I agree with Eugene D. Genovese that the left needs to rethink some of its premises. His polemic is not, however, a useful contribution to this reappraisal.
The first article by Genovese I can recall reading was “Dr. Herbert Aptheker’s Retreat from Marxism,” a bitter attack on Aptheker’s “flight from an unambiguous class viewpoint” via his “pitiable” belief in what was then called peaceful coexistence. Why did this long- forgotten piece, which appeared in Science and Society in 1963, come to mind while I read Genovese’s latest manifesto? The politics could not be more different, but in their tone and mode of argument, their Manichaean view of a world divided into two “sides” with no middle ground, their penchant for personal abuse and intellectual fundamentalism, the two pieces are remarkably similar. The cast of characters has changed, but the cast of mind remains the same.

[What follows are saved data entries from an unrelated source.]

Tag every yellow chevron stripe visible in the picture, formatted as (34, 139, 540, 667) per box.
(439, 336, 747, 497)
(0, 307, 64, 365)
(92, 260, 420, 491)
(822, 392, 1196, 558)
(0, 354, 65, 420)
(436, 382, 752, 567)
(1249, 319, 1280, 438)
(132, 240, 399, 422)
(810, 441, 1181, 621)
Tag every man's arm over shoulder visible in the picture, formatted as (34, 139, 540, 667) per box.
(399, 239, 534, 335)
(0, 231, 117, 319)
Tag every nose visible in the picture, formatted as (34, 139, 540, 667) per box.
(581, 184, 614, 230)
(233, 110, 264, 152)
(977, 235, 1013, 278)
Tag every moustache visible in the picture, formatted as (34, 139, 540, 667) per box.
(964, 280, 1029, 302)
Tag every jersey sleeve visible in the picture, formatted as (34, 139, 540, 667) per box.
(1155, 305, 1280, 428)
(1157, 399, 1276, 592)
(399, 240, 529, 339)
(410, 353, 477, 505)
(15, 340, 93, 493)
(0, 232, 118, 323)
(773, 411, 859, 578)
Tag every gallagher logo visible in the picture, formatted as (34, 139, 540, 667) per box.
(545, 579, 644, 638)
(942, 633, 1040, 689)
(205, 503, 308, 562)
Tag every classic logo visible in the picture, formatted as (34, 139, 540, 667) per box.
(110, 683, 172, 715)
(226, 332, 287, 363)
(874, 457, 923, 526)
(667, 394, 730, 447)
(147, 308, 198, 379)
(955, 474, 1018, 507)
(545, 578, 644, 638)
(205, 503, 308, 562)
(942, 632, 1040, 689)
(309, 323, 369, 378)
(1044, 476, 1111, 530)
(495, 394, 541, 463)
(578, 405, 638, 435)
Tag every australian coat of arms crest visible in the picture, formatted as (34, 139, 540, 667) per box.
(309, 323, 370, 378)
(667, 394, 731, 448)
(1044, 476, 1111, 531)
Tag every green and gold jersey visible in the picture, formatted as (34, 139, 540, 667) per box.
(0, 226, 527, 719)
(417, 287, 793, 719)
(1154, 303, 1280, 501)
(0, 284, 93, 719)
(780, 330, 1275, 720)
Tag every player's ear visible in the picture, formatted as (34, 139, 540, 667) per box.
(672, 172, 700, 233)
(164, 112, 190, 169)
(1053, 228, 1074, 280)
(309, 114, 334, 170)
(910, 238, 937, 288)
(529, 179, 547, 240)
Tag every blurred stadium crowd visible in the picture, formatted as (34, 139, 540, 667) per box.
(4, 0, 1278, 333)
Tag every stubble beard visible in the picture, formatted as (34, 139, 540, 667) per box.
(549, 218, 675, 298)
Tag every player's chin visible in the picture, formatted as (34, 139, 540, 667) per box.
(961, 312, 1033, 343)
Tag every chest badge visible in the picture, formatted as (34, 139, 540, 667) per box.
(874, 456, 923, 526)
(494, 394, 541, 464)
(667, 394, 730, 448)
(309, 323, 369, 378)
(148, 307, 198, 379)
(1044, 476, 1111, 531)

As one who has known Genovese, off and on, for nearly thirty years, I have often been struck by the contrast between his historical scholarship, which at its best is informed by a nuanced appreciation of historical complexity, and his political pronouncements, which consistently lack a sense of balance and often, as in the present instance, border on the incoherent. In the current manifesto, he offers broad accusations and sweeping generalizations without a shred of supporting evidence. How many scholars or members of the American left actually supported the Soviet Union “to the bitter end”? Who are the “opportunists and careerists” currently dominating the historical associations, who “went with the McCarthyite flow” in the 1950s and now pay lip service to political correctness? The last three presidents of the American Historical Association have been Frederic E. Wakeman, Jr., Louise Tilly, and Thomas Holt; of the Organization of American Historians, Joyce Appleby, Lawrence Levine, and myself. None of these, so far as I am aware, can be described as either aformer McCarthyite or an unprincipled panderer to fashionable political views. Then, there are the leaps of logic that dissolve under close scrutiny. Genovese generates a great deal of passion, but never gets around to explaining precisely why anyone on the American left who supported even part of the USSR’s “political line” (which at various times included anti-Fascism, promotion of colonial independence, and opposition to the war in Vietnam) bears moral responsibility for the crimes of Stalin.

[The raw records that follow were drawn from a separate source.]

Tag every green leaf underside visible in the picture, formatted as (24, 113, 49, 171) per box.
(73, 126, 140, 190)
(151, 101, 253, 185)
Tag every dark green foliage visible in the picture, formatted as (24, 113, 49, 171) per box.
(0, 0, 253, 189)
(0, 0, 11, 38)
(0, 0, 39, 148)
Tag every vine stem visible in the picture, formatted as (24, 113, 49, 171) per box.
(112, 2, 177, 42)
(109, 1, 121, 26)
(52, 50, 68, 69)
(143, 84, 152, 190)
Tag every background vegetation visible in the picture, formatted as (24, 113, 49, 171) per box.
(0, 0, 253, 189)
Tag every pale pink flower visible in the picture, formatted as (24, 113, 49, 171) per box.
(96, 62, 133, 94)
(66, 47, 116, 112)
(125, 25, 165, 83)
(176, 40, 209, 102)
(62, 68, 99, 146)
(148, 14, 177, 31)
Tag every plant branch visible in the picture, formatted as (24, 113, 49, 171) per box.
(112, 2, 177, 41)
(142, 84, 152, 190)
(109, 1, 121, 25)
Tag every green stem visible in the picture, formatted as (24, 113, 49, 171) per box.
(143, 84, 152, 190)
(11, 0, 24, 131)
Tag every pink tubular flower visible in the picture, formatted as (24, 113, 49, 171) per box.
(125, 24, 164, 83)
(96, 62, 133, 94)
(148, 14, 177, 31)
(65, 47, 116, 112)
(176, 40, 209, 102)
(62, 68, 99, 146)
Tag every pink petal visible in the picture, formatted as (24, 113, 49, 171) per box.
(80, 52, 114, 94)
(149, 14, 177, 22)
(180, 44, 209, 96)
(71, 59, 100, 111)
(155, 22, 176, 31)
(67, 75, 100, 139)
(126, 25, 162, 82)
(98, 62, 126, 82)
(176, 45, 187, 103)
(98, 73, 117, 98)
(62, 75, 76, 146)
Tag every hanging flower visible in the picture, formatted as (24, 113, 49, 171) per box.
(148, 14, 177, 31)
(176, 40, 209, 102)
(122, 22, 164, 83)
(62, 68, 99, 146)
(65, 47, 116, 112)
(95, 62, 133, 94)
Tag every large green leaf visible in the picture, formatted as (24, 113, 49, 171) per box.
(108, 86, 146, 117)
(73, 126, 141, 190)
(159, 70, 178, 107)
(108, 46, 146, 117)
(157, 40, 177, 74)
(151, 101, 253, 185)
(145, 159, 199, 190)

A balanced reassessment of the history of American communism is certainly in order. When it appears, it will have to account not simply for silence in the face of unspeakable crimes, but communists’ contribution to some of this country’s most important struggles for social betterment. In the course of Genovese’s piece, however, it becomes clear that his target is not really the ex-Soviet Union or Western Communist parties, but a far broader grouping including liberals, veterans of the New Left, feminists, and believers in “personal liberation” and “radical democracy” —indeed, the very idea of social change. The political stance with which Genovese proposes to replace socialism is not presented in anything resembling a coherent manner, but it can be inferred from his random remarks. Human nature is immutable, hierarchy inevitable, equality impossible, the desire for personal autonomy pernicious, socialism equivalent to tyranny, religion the foundation of morality and politics (somehow, religious believers are not held culpable for the Inquisition or the millions killed in wars of religious intolerance). Although Genovese, for reasons difficult to understand from his article, refers to himself as part of the left, his current outlook has far more in common with a long tradition of elitist antiliberalism, including Tory romanticism and Old South criticism of capitalism in the nineteenth century, and with various expressions of right-wing ideology in the twentieth. The principles he enumerates offer no guidance whatever to those desiring to rethink the history of socialism while retaining a commitment to social change. Had they prevailed throughout American history, there would have been no antislavery movement, no feminism, labor movement, or civil rights struggle.
As one who grew up in an Old Left family, I can disabuse Genovese of at least one misapprehension. The Question—what did you know and when did you know it—was often discussed in my family, beginning not with the collapse of the USSR, but (at least in my personal memory) with Khrushchev’s speech of 1956. If Genovese has never been asked The Question, perhaps it is because people who knew him also knew what form his answer was likely to take.